Another issue with vibe coding video games is that the games created are often recycled from already existing games, providing no unique mechanics or new skills for gamers to master. To add on to that, most people are unable to comprehend AI code and usually go along with whatever the AI prints. When I first started a project, I immediately lost any knowledge of what was going on in the code. As soon as bugs started to arise, I was completely lost and unable to fix anything; I would just paste the error message and let the AI handle everything. I slowly became more and more addicted and dependent on using AI, and it soon became my code’s only lifeline. The code was too complicated for me to read through, and it developed into a garbled mess. Another example is a site that allows you to vibe code web games, this site is filled to the brim with low-quality projects. There was a game where you explored a blocky map to find keys. Why do you need those keys? No idea. Anyways while playing the game I noticed a few intriguing gameplay decisions: one, the water portion of the map wasn’t made with real water and instead consisted of a solid which the character could walk on, it would be easy to implement the water as a separate collider which acted as a trigger that slowed the character’s speed; two, while the AI clearly had a lot of assets to rip off from Minecraft it was unable to steal a nice looking UI, this left the game feeling half baked.
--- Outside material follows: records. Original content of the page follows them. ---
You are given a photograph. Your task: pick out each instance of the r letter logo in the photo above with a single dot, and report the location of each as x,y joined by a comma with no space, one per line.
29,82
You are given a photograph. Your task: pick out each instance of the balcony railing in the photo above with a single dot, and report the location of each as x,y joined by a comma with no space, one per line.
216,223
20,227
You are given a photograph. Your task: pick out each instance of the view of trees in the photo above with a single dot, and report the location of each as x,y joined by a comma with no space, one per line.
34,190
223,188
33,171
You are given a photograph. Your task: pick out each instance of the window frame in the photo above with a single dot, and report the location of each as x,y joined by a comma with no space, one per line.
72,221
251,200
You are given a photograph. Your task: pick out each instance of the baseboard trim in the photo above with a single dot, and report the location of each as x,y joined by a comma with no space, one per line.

While AI is dominating the internet, I find it irrational for AI to currently be trusted with programming our applications for the future, and that we should continue to rely on our own development skills. AI is known to steal other people's code, without fact-checking it to make sure there are no bugs, leading to buggy code that the AI is often unable to properly fix, usually taking several attempts. Vibe coding also ruins any codebase it works on, turning it into a cluttered mess that is impossible to debug by hand. In addition, AI likes to “hallucinate” the existence of, say, a variable and then implement its code with the variable in mind, only for poor old me to find out that I now have to create a USELESS variable, because, yes, it's REDUNDANT. All these things apply to game development, and are compounded by AI’s inability to generate mostly original assets, always creating a mish-mash mesh. However, AI’s abilities shouldn’t be ignored; it's a force amplifier; an experienced developer could utilize it to create amazing projects while simplifying workflow; it's a game-changer for small indie developers who want to make games but lack many resources. It costs below one hundred dollars in order to get an AI code editor, a power that can allow an experienced developer to maximize their efficiency. It's not worth the vibe code. While it's still in its infancy, it's worth it to learn how the code works and then compound your knowledge and build off of it with AI.